Se dice que hacer listas está relacionado con rasgos psicológicos y de personalidad, y que su objetivo es reducir el desorden mental y hacer un seguimiento claro del progreso; sin embargo, la forma en que elaboras las listas puede ofrecer una visión profunda de tus hábitos y tu estilo cognitivo.

Tengo que confesar algo. Soy de las que hacen listas. Si me voy de vacaciones, hago una lista de lo que meteré en la maleta y de lo que llevaré en el equipaje de mano. También haré una lista de lo que me pondré para viajar, con una lista alternativa en función del tiempo que se prevea.

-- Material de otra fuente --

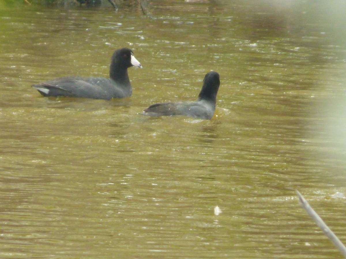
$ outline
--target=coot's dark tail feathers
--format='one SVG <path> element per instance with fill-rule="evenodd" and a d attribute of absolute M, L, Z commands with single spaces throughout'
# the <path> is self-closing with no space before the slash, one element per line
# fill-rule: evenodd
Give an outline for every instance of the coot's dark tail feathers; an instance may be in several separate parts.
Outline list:
<path fill-rule="evenodd" d="M 45 97 L 56 96 L 68 96 L 72 95 L 72 92 L 68 90 L 48 84 L 45 83 L 38 84 L 33 85 L 31 86 L 37 90 L 41 94 Z"/>

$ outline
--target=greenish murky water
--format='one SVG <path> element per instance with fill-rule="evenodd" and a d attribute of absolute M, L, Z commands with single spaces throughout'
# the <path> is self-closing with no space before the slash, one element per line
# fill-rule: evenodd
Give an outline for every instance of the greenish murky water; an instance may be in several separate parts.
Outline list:
<path fill-rule="evenodd" d="M 0 10 L 0 257 L 342 258 L 294 190 L 346 242 L 344 2 L 149 2 Z M 130 98 L 30 87 L 124 47 Z M 212 70 L 212 120 L 138 114 Z"/>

Probablemente podría hacer una lista para usarla una y otra vez, pero no, empiezo de cero cada vez.

De vez en cuando tengo que hacer una lista de lo que hay en mis congeladores, ya que cuando compré el segundo congelador, tenía toda la intención de dedicar uno a la carne, el pescado y las sobras, y el otro a las verduras y los caprichos, pero con el tiempo, cuando no ha habido suficiente espacio en uno, las cosas acaban en el otro y me olvido de que las tengo allí.

Las listas de la compra eran otro hábito (fíjate en el tiempo pasado, ya hablaremos de eso más adelante): el reverso de sobres, páginas arrancadas de cuadernos, y estas incluso podían utilizarse dos veces, usando el reverso de una para empezar otra; incluso el reverso de los tickets de la compra de la semana pasada podía reutilizarse de forma útil.

Créditos: Pexels; Autora: olia danilevich;

Las listas en el entorno laboral

Esto es complicado y a menudo se denomina «lista de tareas pendientes», en la que a veces la longitud de la lista supera el ritmo al que se abordan las tareas y resulta abrumadora, y en la que uno tiende a abordar primero las tareas fáciles y las más complejas se van acumulando, lo que acaba provocando fatiga decisoria. Esto conduce a un deterioro del juicio, a elecciones impulsivas o a evitar por completo la toma de decisiones. Cuando las listas crecen más rápido de lo que puedes tacharlas, pasan de ser guías útiles a convertirse en fuentes de culpa y parálisis continuas. Pero esto se puede simplificar: haz una lista de entre 3 y 5 tareas esenciales o semanales y céntrate en quitártelas de encima. Crear una lista de «tareas completadas» también puede ayudar a quien elabora listas con ansiedad, ya que refuerza la autoestima y la motivación.

Lo de la lista de la compra

Pues bien, ahora me he unido con orgullo a la brigada de los expertos en tecnología y tengo una aplicación en mi móvil donde puedo añadir artículos a una lista de la compra digital. Incluso recuerda lo que he comprado en el pasado, y puedo echar un vistazo y simplemente deslizar los artículos hacia arriba para añadirlos a mi lista actual si es necesario. ¡Menudo cambio supone esto! Se acabaron las hojas de papel raídas y arrugadas en mi bolso, sin saber cuál es la lista actual. Se acabó buscar papel o un bolígrafo que funcione para anotar lo que necesito. Y cuando lo añado al carrito, puedo deslizarlo hacia abajo en la aplicación y ya no aparece.

Los estudios indican que escribir a mano activa más la actividad neuronal, lo que mejora la memoria. Bueno, primero tuve que escribirlo, ¿no? ¿Eso no cuenta? Y se dice que hacer una lista a mano reduce las compras impulsivas, lo que supuestamente conduce a una mejor planificación y a menos decisiones tomadas en el calor del momento. No es cierto. Yo sigo haciéndolo; debería haber alguna alarma que se activara al detectar las galletas de chocolate o esa botella de vino en oferta que no estaban en «la lista» cuando se añadieron al carrito.

Créditos: Pexels; Autor: ROMAN ODINTSOV;

¿Es un rasgo hereditario?

Dicen que hacer listas no es un rasgo hereditario, sino más bien un comportamiento aprendido, un mecanismo de adaptación o un hábito organizativo. No se hereda un «gen de las listas», pero sí se puede heredar un cerebro que funciona mejor con herramientas de organización externas para gestionar las tareas diarias, lo cual luego se ve reforzado por el entorno y los hábitos.

Aún me gustan las listas, aunque la lista de la compra haya cambiado. Mi madre era una ávida creadora de listas, y supongo que la seguí en esto. Hay algo agradablemente ordenado y esperanzador en hacer una lista. Y la lista solía estar tirada por ahí junto a un lápiz mordisqueado, que a menudo buscaba cuando estaba a punto de hacer otra lista, pero, para que conste, ahora no tengo ningún utensilio mordisqueado en mi ordenada forma de hacer listas de la compra.